Will Twin Galaxies Verify The Divorce Announcement?: Congrats are in order for Redmond's Steve Wiebe, who is back in the games record books today thanks to a new high score in Donkey Kong Junior. Turns out he took the virtual crown from a dude in Port Angeles last month; wonder if someone in the Puget Sound is making a killing babysitting for these local dads.

Wow. Is that an award, or a Book-It patch from Pizza Hut? Worth noting, this isn't the same video game Wiebe got famous for in The King of Kong—and, yes, he'll try to reclaim the original Donkey Kong's high score once more on June 2nd on G4. The broadcast will be painfully boring, yet thousands of times more entertaining than the other shows currently airing on G4. (Speaking of entertaining, if you haven't seen King of Kong yet, you should.)

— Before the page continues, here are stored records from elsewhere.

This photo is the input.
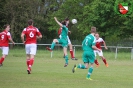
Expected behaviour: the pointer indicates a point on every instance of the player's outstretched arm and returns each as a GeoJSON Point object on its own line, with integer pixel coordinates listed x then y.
{"type": "Point", "coordinates": [58, 22]}
{"type": "Point", "coordinates": [95, 48]}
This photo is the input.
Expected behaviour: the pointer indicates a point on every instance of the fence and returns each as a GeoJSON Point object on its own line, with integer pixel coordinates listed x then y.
{"type": "Point", "coordinates": [116, 48]}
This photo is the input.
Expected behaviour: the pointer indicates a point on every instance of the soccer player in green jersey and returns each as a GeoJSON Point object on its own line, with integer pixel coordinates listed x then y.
{"type": "Point", "coordinates": [88, 56]}
{"type": "Point", "coordinates": [63, 40]}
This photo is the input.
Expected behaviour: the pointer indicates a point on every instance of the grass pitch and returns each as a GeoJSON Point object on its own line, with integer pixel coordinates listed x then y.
{"type": "Point", "coordinates": [49, 72]}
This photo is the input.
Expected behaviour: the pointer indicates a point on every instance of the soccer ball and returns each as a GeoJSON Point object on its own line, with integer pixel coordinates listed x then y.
{"type": "Point", "coordinates": [74, 21]}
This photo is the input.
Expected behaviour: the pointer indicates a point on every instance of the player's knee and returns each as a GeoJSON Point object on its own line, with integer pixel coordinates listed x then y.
{"type": "Point", "coordinates": [54, 40]}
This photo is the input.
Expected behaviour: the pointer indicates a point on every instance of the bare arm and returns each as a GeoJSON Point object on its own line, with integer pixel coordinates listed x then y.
{"type": "Point", "coordinates": [58, 22]}
{"type": "Point", "coordinates": [95, 48]}
{"type": "Point", "coordinates": [105, 45]}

The Wii Version Will Be The Best: By this Winter, we'll see the following fake-rockin' games hit shelves: Guitar Hero Van Halen, Beatles Rock Band, DJ Hero, Scratch: The Ultimate DJ, and—announced last week—Lego Rock Band. Days after that announcement, the hometowners at Penny Arcade shared their insight as to where the fake-rock overload will lead next:

I loved Guitar Hero when it first came out, but the concept of Lego Rock Band—a "kid-friendly" version of a perfectly kid-friendly game—officially crosses the cash-in line. How long until someone cuts to the chase and produces Fuck Hero, complete with a plastic clit that has five colored buttons to be played in sync with some Barry White jam? (Obvious follow-up jokes: comes with the vibrating "Power Pak," four-player DVDA modes, the Christian rock version will be anal-only, etc.)
Ninja Blade mini-review (Xbox 360): I always appreciate games with ninjas from the Real Ultimate Power school of stupid. Example: To kill a guy early in the game, you hop on a goddamned rocket and surf on it like the airboard in Back to the Future 2.
It's a basic, kill-'em-all slasher game, but NB stands out by being delightfully low-budget, in terms of mindlessness, melodrama, and sensationalism. Rough edges are appealing in a B movie, and the campy, easy-to-play violence here lends itself to the form, but in gaming, that approach fails when you're the cinematographer and director. Ninja Blade farted my virtual dude into oblivion too many times thanks to bugs. Gaming as the next great B-movie medium, then, has to be recalibrated for a user rather than a viewer—like in last year's brilliantly glitchy (and free) ROM CHECK FAIL (video), which is as much a bizarre play experience as it is a convention-challenging mashup of gaming's oldest icons.